I sat with the Realtors. They'd begun to sense that they might not get their checks today and were starting to look into their next appointments. They didn't run out immediately -- but it was raining. "I can't in good conscience put my lady into this new place when she might have to be out on Monday," I said to no one in particular. No one argued with me.

No, actually, that's too snippy. The buyers' Realtor had been a teacher before getting into the real estate business; she'd worked with my lady as fellow teachers and they were clearly friendly. She did try, several times, to reach the mortgage broker, hoping that he might have some influence with the lender. She could never get past his voice mail, however.

The closer returned to report another failure. "The lender says approval until Monday or we can reschedule," she said. I'll let you think about that for a minute. Maybe you can see something I missed. What could the bank possibly gain from rescheduling that it didn't already have if it permitted the dry closing to linger for, say, a week. "Do you think it might help if I talked to someone?" I volunteered. I didn't expect much -- but I felt it necessary to at least try. Then I could say, truthfully, that I'd done as much as could possibly be done.
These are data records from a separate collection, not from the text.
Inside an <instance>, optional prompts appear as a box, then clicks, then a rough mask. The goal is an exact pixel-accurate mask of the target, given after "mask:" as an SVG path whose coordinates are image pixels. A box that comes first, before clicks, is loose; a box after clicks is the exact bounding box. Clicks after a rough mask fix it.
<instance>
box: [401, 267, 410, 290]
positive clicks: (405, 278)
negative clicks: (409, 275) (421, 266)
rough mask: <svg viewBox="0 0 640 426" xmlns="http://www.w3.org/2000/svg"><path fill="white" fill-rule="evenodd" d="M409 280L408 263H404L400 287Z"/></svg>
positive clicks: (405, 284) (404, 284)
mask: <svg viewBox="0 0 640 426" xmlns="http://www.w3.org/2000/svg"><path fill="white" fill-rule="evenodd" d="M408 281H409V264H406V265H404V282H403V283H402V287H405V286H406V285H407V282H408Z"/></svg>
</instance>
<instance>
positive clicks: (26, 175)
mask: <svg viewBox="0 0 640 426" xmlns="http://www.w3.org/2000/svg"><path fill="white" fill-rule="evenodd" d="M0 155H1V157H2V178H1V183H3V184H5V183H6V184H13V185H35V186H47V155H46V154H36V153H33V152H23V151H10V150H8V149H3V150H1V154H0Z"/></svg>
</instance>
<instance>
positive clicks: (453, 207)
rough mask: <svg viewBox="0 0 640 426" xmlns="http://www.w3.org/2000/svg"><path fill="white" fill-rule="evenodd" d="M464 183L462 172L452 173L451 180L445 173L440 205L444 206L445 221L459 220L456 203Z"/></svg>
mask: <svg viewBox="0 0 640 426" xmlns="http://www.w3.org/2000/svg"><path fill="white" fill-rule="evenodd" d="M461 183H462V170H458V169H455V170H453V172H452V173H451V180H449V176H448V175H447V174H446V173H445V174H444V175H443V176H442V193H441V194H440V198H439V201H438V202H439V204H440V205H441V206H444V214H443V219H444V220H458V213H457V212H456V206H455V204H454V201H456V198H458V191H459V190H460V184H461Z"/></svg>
The closer agreed. "I do have another closing scheduled," she said, "so we have to get to a decision on this soon."

I followed her into another room -- another closing room, as near as I could tell, but this one equipped with a computer terminal and telephone so the closer could communicate with persons outside the room. She called the same person who'd shot her down twice and asked if she could speak with a supervisor.

A supervisor was found in due course. The closer went through everything again -- and I have to stress this -- the closer did a thorough job in laying out the facts. The supervisor shot her down again: If the matter doesn't close by Monday, we pull our package and reconsider; otherwise, you can reschedule the closing.
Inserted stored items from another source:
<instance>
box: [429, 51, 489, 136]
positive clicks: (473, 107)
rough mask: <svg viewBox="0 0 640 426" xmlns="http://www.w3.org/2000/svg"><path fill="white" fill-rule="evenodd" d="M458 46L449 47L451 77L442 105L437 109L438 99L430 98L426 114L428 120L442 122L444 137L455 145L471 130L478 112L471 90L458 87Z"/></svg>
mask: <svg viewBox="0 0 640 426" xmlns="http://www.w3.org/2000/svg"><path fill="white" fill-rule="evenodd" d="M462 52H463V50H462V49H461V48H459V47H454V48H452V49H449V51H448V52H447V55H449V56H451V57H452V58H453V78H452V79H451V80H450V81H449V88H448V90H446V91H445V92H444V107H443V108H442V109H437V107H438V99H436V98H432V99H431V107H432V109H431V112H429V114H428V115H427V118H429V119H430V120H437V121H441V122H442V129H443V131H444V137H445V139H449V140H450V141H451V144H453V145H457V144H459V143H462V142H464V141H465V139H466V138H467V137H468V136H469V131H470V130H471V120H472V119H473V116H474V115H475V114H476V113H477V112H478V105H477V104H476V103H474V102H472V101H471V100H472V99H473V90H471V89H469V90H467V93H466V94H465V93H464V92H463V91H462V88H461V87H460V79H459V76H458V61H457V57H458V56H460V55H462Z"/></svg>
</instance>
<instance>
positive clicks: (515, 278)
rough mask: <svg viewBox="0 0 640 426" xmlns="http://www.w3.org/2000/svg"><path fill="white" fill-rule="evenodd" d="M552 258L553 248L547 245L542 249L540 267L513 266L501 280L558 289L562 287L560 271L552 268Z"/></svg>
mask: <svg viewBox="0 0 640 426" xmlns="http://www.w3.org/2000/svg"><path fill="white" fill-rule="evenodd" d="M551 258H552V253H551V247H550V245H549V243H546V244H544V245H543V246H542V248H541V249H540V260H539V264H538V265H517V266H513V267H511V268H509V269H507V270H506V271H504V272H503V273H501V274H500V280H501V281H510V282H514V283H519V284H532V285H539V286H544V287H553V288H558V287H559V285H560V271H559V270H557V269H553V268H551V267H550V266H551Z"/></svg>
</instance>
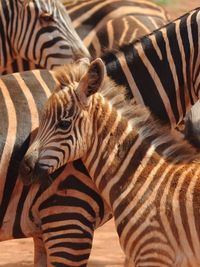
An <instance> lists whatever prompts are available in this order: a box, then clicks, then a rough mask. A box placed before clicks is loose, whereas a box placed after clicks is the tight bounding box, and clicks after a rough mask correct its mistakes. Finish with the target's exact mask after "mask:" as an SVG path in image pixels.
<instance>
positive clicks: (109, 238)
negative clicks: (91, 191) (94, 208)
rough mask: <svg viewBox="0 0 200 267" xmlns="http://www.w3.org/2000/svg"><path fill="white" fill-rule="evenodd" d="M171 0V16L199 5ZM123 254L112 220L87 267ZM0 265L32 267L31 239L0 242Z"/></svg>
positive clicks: (95, 234) (170, 4)
mask: <svg viewBox="0 0 200 267" xmlns="http://www.w3.org/2000/svg"><path fill="white" fill-rule="evenodd" d="M174 2H175V1H173V0H171V2H170V4H168V5H167V6H166V9H167V11H168V12H169V14H170V15H171V18H172V19H173V18H176V17H178V16H180V15H182V14H183V13H185V12H187V11H189V10H191V9H193V8H196V7H198V6H200V0H176V2H175V3H174ZM123 262H124V256H123V253H122V251H121V249H120V246H119V243H118V238H117V235H116V233H115V230H114V224H113V221H110V222H108V223H107V224H105V225H104V226H103V227H101V228H100V229H99V230H97V231H96V233H95V239H94V246H93V250H92V255H91V257H90V264H89V267H122V266H123ZM0 266H1V267H32V266H33V244H32V240H31V239H20V240H12V241H6V242H1V243H0Z"/></svg>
That's when the closer played the lawyer card. "I have the buyer's attorney with me," she said. "He'd like to talk to you, if you're willing."

He was willing.

I went through everything the closer had again. I mentioned the weeping client and the rented truck piled high with all her worldly goods. I resisted the temptation to ask where he lived, so I could send my lady and her truck to his house, to move in with him and his family. I wanted to add that -- but I didn't think it would be helpful. Besides, he was probably in another state.

"OK," said the supervisor, "next Friday. But after that we'd have pull the package and reconsider."

I wasn't on a speakerphone. When I could contain my surprise, I said, "Thank you. Next Friday should do it. Now let me hand the phone back to the closer because she needs to hear that from you directly."

I handed the phone back. She heard. We set up a real escrow closing -- it happens automatically when the last document is received by the title company -- and we went out into the rain.

My lady was still crying, but now she was happy.

But why in heck was any of that necessary?

1 comment:

Empress Bee (of the high sea) said...

i had one (when i bought the condo i'm in now) that had all sorts of arguments and finally after the closing and we had the keys and went to see it the sister and her husband were there (in our parking spot) on vacation. it took 8 hours to get them OUT of our apartment!!!! they were all so nasty and hateful but i got even (you knew i would). i found a box of jewelry and let them know it. they wanted it, no, sorry i bought everything in the apartment. it got so bad i donated the stuff to the goodwill and sent them a copy of my receipt. don't mess with me.